MLFlow Reporting

UV supports reporting to an MLFlow backend via the uv.mlflow.reporter.MLFlowReporter class. Using this reporter, you can easily log your parameters, tags, and metrics to a local directory or to your existing MLFlow backend:

import uv
from uv.mlflow.reporter import MLFlowReporter

def train(steps: int, slope: float):
  for i in range(steps):
    uv.report(step=i, k='my_metric', v=i*slope)

def main(**kwargs):
  with uv.start_run(), uv.active_reporter(MLFlowReporter()):
    uv.report_params(kwargs)
    train(**kwargs)

main(steps=8, slope=1.0)

Here we can see the steps needed to set up and use an MLFlowReporter. We start an MLFlow run using with uv.start_run() so that our run will be properly closed when our code execution is finished. Then we create an MLFlowReporter and set it as active using uv.active_reporter(). Once we have done this, we are ready to store parameters and log metrics to our MLFlow backend.

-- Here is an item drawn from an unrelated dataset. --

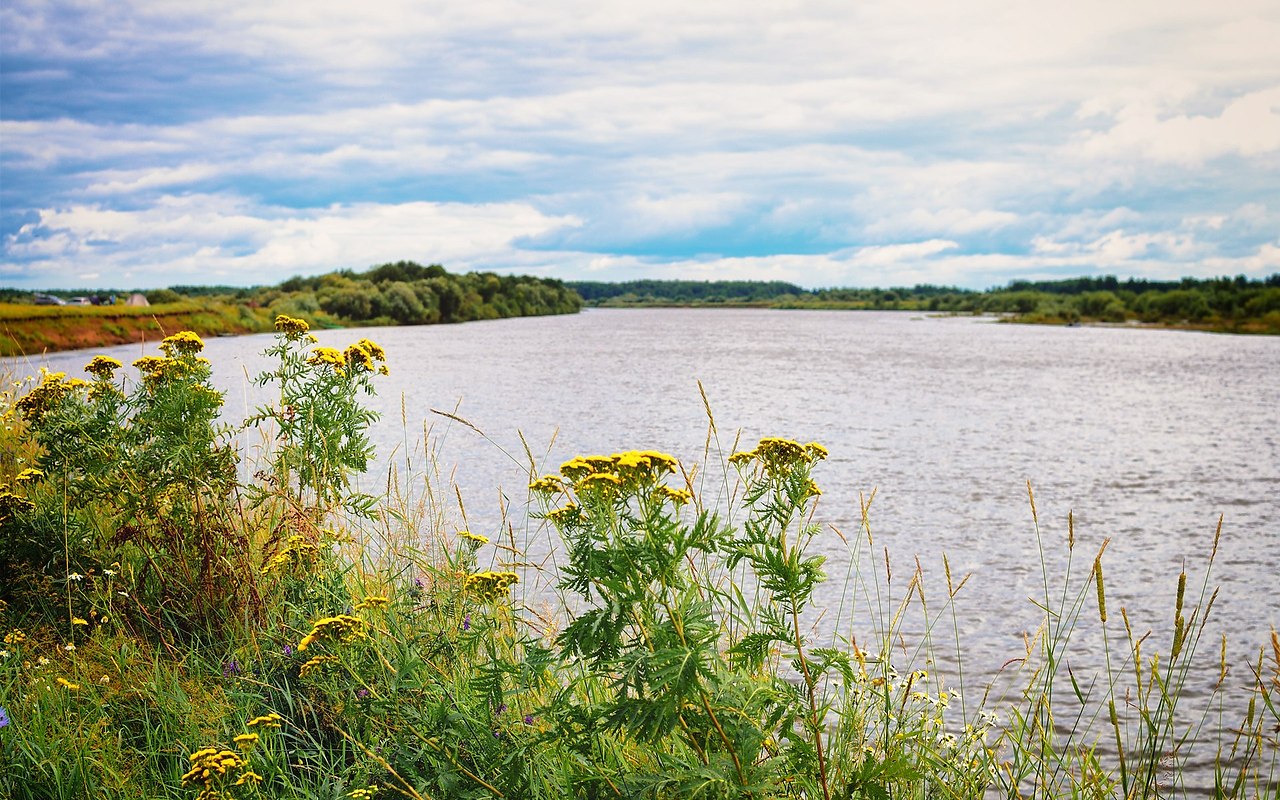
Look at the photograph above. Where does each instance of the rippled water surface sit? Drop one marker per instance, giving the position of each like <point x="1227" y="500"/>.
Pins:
<point x="1146" y="435"/>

By default, this will create a directory ./mlruns in your current folder and store your metrics data there. To view the results in your browser, you can run an mlflow ui instance in your current folder:

mlflow ui

By default, this serves results at http://localhost:5000. Open this page in your browser and you should be able to view the results of your run.

You can change the MLFlow experiment and run names by setting the environment variables MLFLOW_EXPERIMENT_NAME and MLFLOW_RUN_NAME, respectively, or you can set the experiment_name and run_name parameters in the uv.start_run() method. You can also use an existing MLFlow tracking server by setting the MLFLOW_TRACKING_URI environment variable.

Please see our mlflow tutorial code for a complete example.

For a more involved example that uses Caliban to build Docker images and integrate with an existing MLFlow SQL-based backend, see this tutorial.

Querying MLFlow Data

As the tutorial above shows, you can use UV to log data to an MLFlow backend, and use MLFlow’s ui server to browse and plot data. Another important task is to query mlflow for your data and then perform analysis on it in your favorite toolchain like numpy and matplotlib.

We have a short tutorial that demonstrates the basics of logging, querying, and plotting using the MLFlow query api with UV reporting.

Note

This tutorial uses the matplotlib and numpy packages.

Similar to the above tutorial, this tutorial will create a local directory with your MLFlow data under ./mlruns, and you can run a local mlflow server instance to view your results in the same way.

This tutorial also demonstrates how to use mlflow’s query capabilities to search your run data and retrieve metric history data for analysis and plotting outside of the mlflow ui server. We also demonstrate how to use the mlflow api to store artifacts associated with runs.

In the tutorial.py code, in the _run_experiments method, you can see that we perform several runs using different parameters. Here we configure our MLFlow experiment name and our run name using the UV method uv.start_run:

def _run_experiments(experiment_name: str):
  for i, p in enumerate(PARAMETERS):
    with uv.start_run(
      experiment_name=experiment_name,
      run_name=f'run_{i}',
    ):
    uv.report_params(p)
    _compute(**p)

You may also specify the experiment name using the MLFLOW_EXPERIMENT_NAME environment variable, and the run name using the MLFLOW_RUN_NAME environment variable. For more information, please see the MLFlow documentation . Please note that the method arguments take precedence over the environment variables, so you can always set them in your code and be sure that these will be used.

After we have run our data generation code in the _run_experiments() call in the main() routine, we query a subset of our runs by first creating an MLFLow client instance, then using that to call search_runs to find just the runs we are interested in:

client = mlflow.tracking.MlflowClient()
experiment = client.get_experiment_by_name(experiment_name)

# get all of our runs where we set mean=0
mean_zero_runs = client.search_runs(
    experiment_ids=[experiment.experiment_id],
    filter_string='params.mean = "0"',
)

Here we pass an MLFlow query string, which has a SQL-like syntax. For more details on this query language, please see the MLFlow search syntax documentation.

Once we have the runs that match our query, we retrieve our metric data and convert it into numpy arrays for analysis and plotting, using the get_metric_history MlflowClient method. As a simple example we then use matplotlib to plot this simple data and output it to a .png file.

../_images/mlflow_query_tutorial.png